On February 21, 2007, the Canadian regulatory authority, Health Canada, informed us that the lack of a completed 12-month open label safety study would not preclude them from accepting and reviewing our New Drug Submission (“NDS”) in Canada which was accepted for review on February 15, 2008. On May 2, 2008, we announced that our manufacturing facility received a GMP compliance certification from Health Canada, which is essential for the ultimate approval and marketing of our ED Product in Canada. The review and approval process in Canada typically takes about 12 months. Even though we are encouraged by the initial positive feedback from Health Canada, the risk remains that we may not be successful in convincing them to approve our product for marketing.

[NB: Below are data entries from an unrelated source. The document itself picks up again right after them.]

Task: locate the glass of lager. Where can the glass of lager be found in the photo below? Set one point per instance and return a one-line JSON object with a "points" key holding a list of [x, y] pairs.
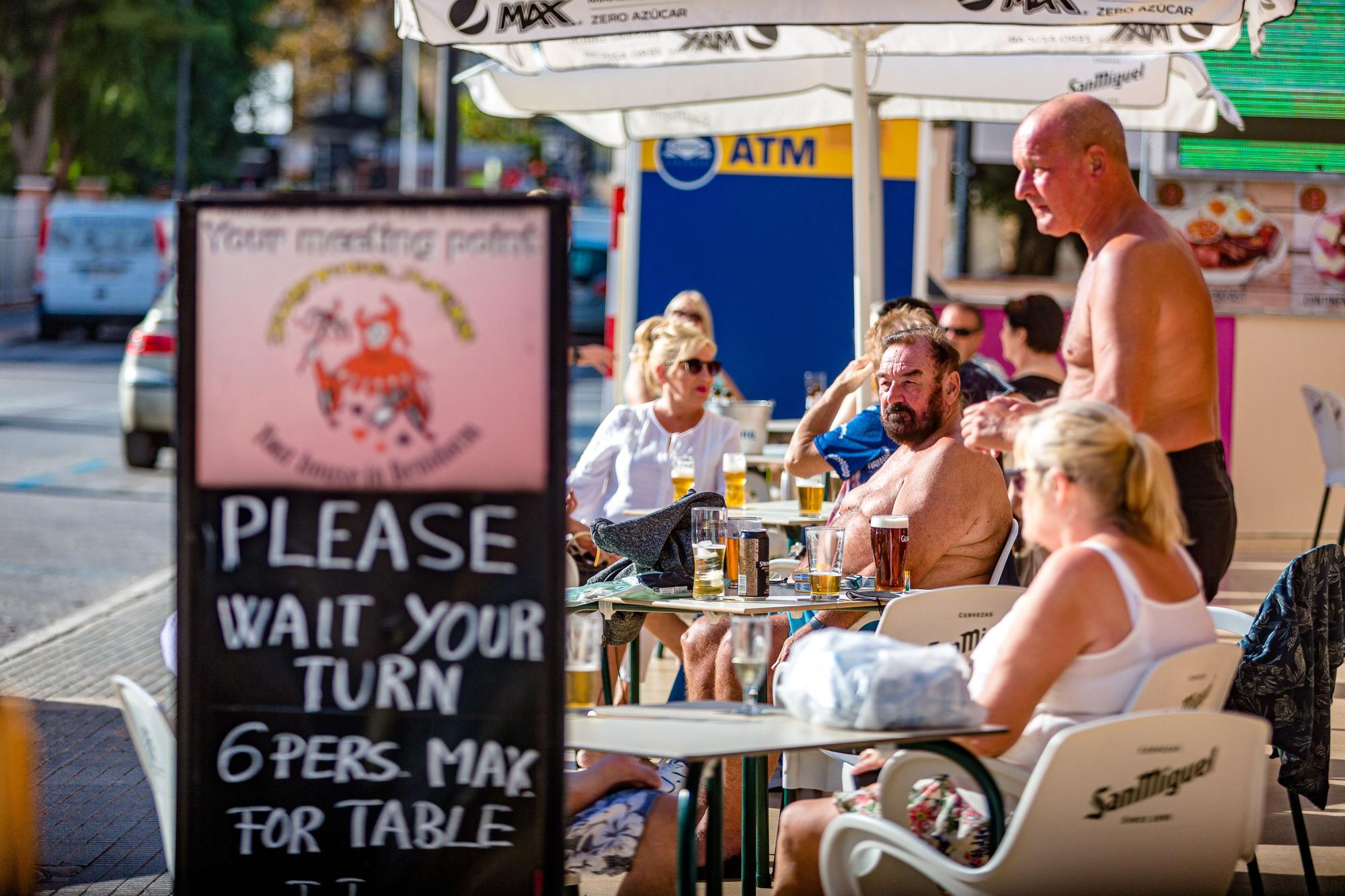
{"points": [[810, 495], [738, 525], [583, 659], [708, 544], [684, 475], [735, 479], [751, 657], [890, 537], [827, 551]]}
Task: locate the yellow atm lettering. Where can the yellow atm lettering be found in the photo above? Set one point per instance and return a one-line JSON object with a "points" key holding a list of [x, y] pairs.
{"points": [[774, 153]]}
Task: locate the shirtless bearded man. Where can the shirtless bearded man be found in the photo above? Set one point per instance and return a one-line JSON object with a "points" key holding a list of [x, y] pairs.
{"points": [[1143, 333], [954, 497]]}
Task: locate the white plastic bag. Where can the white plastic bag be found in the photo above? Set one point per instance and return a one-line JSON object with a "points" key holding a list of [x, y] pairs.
{"points": [[872, 682]]}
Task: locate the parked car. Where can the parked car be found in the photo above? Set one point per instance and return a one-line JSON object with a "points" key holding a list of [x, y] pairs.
{"points": [[590, 240], [147, 384], [100, 261]]}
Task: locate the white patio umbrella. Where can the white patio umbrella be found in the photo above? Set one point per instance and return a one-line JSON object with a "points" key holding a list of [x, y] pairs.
{"points": [[578, 34]]}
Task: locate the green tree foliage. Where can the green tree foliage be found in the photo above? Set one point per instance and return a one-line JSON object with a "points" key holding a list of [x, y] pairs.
{"points": [[89, 87]]}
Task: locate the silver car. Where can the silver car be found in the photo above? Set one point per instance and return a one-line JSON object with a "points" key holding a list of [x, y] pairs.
{"points": [[147, 385]]}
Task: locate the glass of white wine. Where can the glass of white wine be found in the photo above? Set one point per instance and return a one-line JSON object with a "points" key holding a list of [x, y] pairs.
{"points": [[583, 661], [751, 657]]}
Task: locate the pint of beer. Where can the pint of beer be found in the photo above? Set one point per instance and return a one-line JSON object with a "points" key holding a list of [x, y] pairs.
{"points": [[890, 537], [735, 479], [684, 475], [810, 495]]}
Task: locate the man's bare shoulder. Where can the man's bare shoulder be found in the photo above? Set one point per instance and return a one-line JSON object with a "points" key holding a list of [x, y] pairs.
{"points": [[949, 456]]}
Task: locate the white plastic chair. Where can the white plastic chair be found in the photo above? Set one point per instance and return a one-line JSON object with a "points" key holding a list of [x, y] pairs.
{"points": [[1328, 413], [996, 579], [157, 747], [1198, 678], [1231, 620], [1062, 841]]}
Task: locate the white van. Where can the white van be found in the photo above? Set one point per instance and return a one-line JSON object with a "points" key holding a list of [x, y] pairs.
{"points": [[102, 261]]}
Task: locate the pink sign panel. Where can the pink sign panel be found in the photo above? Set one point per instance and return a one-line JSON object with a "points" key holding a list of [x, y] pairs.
{"points": [[373, 348]]}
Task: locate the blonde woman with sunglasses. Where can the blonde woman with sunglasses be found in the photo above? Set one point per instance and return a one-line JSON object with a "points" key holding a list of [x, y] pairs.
{"points": [[629, 463], [688, 307]]}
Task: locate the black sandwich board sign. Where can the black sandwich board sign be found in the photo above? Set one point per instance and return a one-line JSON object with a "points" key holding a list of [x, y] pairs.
{"points": [[372, 435]]}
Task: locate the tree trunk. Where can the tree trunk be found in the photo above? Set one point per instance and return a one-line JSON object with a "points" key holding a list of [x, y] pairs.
{"points": [[32, 138]]}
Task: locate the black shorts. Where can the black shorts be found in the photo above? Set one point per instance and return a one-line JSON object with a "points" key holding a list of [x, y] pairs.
{"points": [[1207, 501]]}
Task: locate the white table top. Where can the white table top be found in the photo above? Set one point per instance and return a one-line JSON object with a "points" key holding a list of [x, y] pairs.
{"points": [[782, 600], [773, 513], [711, 729]]}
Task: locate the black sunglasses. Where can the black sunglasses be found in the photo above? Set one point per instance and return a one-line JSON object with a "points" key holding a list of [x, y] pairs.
{"points": [[695, 365]]}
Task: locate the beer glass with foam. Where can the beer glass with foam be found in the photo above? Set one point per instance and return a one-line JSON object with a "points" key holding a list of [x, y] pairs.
{"points": [[583, 659], [735, 479], [890, 537], [827, 552], [709, 534], [684, 475], [810, 495]]}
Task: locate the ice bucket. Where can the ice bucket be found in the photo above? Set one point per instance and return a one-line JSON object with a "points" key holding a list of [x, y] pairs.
{"points": [[753, 417]]}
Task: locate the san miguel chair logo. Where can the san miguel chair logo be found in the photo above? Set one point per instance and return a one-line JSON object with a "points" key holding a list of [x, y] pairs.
{"points": [[1160, 782]]}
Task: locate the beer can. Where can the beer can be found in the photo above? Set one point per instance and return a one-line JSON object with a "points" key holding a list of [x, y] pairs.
{"points": [[755, 564]]}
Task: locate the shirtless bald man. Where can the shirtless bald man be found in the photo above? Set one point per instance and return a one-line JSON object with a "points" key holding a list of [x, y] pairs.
{"points": [[956, 498], [1143, 331]]}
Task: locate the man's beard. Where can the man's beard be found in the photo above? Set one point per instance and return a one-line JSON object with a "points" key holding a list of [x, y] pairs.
{"points": [[906, 427]]}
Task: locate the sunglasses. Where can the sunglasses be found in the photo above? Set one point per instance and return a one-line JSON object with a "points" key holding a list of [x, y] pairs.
{"points": [[695, 365]]}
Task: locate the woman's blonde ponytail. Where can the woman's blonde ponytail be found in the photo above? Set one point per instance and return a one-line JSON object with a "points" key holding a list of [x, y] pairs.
{"points": [[1152, 506]]}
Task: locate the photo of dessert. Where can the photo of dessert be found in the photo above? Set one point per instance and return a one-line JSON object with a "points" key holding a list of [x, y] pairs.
{"points": [[1327, 247]]}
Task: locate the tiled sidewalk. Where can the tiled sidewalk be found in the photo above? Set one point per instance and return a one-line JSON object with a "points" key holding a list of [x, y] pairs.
{"points": [[100, 834]]}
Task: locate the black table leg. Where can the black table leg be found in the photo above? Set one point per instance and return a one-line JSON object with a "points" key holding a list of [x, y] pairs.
{"points": [[715, 830]]}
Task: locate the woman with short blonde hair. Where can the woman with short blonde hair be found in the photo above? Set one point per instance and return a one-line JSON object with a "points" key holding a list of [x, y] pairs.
{"points": [[689, 309], [629, 462], [1117, 595]]}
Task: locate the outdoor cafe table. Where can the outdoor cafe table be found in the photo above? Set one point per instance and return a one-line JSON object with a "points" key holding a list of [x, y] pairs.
{"points": [[773, 513], [782, 599], [705, 733]]}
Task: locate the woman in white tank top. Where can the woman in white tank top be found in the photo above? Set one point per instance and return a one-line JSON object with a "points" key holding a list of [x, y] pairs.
{"points": [[1117, 594]]}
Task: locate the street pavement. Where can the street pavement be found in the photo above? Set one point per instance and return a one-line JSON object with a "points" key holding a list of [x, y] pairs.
{"points": [[76, 524]]}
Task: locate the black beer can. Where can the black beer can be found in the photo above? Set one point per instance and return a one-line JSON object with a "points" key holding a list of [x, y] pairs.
{"points": [[755, 564]]}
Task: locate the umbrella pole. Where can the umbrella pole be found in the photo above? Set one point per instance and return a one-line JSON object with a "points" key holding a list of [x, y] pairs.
{"points": [[861, 181]]}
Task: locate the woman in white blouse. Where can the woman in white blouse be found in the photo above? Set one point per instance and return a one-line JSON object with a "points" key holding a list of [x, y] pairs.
{"points": [[629, 463]]}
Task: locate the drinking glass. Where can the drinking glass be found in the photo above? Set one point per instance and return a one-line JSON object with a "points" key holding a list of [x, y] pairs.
{"points": [[735, 479], [810, 495], [890, 537], [583, 659], [827, 551], [736, 526], [709, 534], [684, 475], [751, 657]]}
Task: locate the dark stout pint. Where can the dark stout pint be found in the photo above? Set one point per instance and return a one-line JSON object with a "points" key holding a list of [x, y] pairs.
{"points": [[890, 537]]}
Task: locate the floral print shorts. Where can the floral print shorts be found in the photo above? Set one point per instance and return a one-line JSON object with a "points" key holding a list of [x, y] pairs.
{"points": [[602, 838], [939, 814]]}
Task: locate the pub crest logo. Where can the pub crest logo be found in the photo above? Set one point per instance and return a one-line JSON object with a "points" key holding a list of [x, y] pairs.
{"points": [[357, 356]]}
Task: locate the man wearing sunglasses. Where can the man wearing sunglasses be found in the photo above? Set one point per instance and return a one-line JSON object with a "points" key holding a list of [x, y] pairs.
{"points": [[966, 329], [1143, 333]]}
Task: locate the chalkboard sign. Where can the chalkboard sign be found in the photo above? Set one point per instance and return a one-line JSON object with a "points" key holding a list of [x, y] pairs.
{"points": [[372, 434]]}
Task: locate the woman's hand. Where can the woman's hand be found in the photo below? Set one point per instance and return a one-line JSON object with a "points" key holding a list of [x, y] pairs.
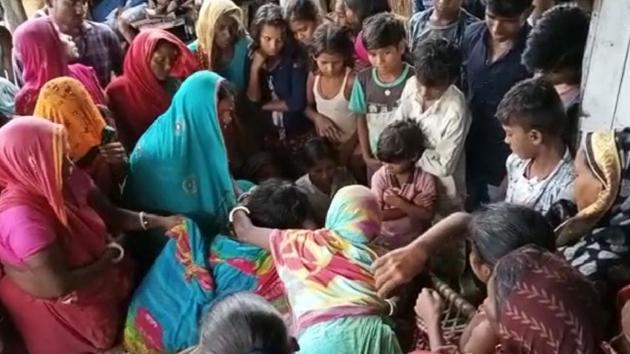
{"points": [[114, 153]]}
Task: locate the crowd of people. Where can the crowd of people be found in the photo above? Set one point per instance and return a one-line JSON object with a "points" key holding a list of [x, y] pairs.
{"points": [[284, 185]]}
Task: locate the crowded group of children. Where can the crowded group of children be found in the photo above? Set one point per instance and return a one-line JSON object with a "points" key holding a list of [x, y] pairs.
{"points": [[318, 165]]}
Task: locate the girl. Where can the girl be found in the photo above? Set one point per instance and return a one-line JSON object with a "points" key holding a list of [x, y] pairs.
{"points": [[327, 274], [303, 16], [222, 41], [277, 84], [324, 178], [154, 66], [328, 90]]}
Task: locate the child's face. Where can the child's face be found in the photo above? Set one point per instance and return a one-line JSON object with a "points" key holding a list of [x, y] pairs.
{"points": [[330, 64], [387, 59], [303, 30], [503, 29], [323, 172]]}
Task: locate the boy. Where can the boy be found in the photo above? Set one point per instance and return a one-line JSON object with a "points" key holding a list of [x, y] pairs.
{"points": [[405, 192], [540, 170], [492, 53], [377, 90], [439, 107], [446, 19]]}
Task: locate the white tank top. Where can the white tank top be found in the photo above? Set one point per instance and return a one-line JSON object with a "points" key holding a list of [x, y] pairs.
{"points": [[336, 108]]}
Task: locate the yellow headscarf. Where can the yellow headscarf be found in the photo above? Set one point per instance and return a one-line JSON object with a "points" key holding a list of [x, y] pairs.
{"points": [[65, 101], [211, 11], [604, 160]]}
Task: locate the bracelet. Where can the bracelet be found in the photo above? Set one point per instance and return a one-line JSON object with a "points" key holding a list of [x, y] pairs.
{"points": [[143, 221], [120, 250], [233, 211]]}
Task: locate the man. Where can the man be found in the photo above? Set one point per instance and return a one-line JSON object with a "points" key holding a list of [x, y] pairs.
{"points": [[98, 45]]}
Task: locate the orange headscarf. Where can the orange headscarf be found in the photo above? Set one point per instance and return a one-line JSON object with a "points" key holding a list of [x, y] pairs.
{"points": [[66, 101]]}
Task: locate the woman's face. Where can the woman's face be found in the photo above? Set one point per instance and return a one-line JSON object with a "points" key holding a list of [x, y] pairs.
{"points": [[587, 186], [163, 59], [271, 40], [225, 31]]}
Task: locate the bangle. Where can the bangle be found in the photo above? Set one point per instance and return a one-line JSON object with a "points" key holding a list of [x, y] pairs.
{"points": [[121, 251], [143, 221], [233, 211]]}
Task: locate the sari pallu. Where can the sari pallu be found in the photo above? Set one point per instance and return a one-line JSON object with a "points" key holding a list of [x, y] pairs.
{"points": [[88, 319], [42, 55]]}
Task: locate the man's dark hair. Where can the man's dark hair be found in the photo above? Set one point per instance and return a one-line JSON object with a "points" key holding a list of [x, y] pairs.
{"points": [[383, 30], [401, 141], [498, 229], [534, 104], [508, 8], [437, 62], [558, 40]]}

On April 20, 2007, the United Kingdom regulatory authority, Medicines and Healthcare Products Regulatory Agency (the “MHRA”) also informed us that the safety data that we have compiled to date was sufficient for the MAA to be filed and accepted for review in the United Kingdom. We had another guidance meeting with the MHRA in January 2008 and received additional input for the preparation of our MAA. However, the MHRA informed us at that time that due to the backlog of MAA filings, they would not be able to receive and start reviewing our MAA until February 2009. As a result of the MHRA’s backlog, we are evaluating the possibility of using another reference state for our filing under the mutual recognition system to accelerate the filing in Europe. Even though we are encouraged by the initial positive feedback from the MHRA, the risk remains that we may not be successful in convincing the MHRA and other European regulatory authorities to approve our product for marketing.

We are also developing Femprox®, which is an alprostadil-based cream product intended for the treatment of female sexual arousal disorder. We have completed nine clinical studies to date, including one 98-patient Phase 2 study in the U.S. for Femprox®, and also a 400-patient study for Femprox® in China, where the cost for conducting clinical studies is significantly lower than in the U.S. We do not intend to conduct additional studies for this product until we have secured a co-development partner, which we are actively seeking.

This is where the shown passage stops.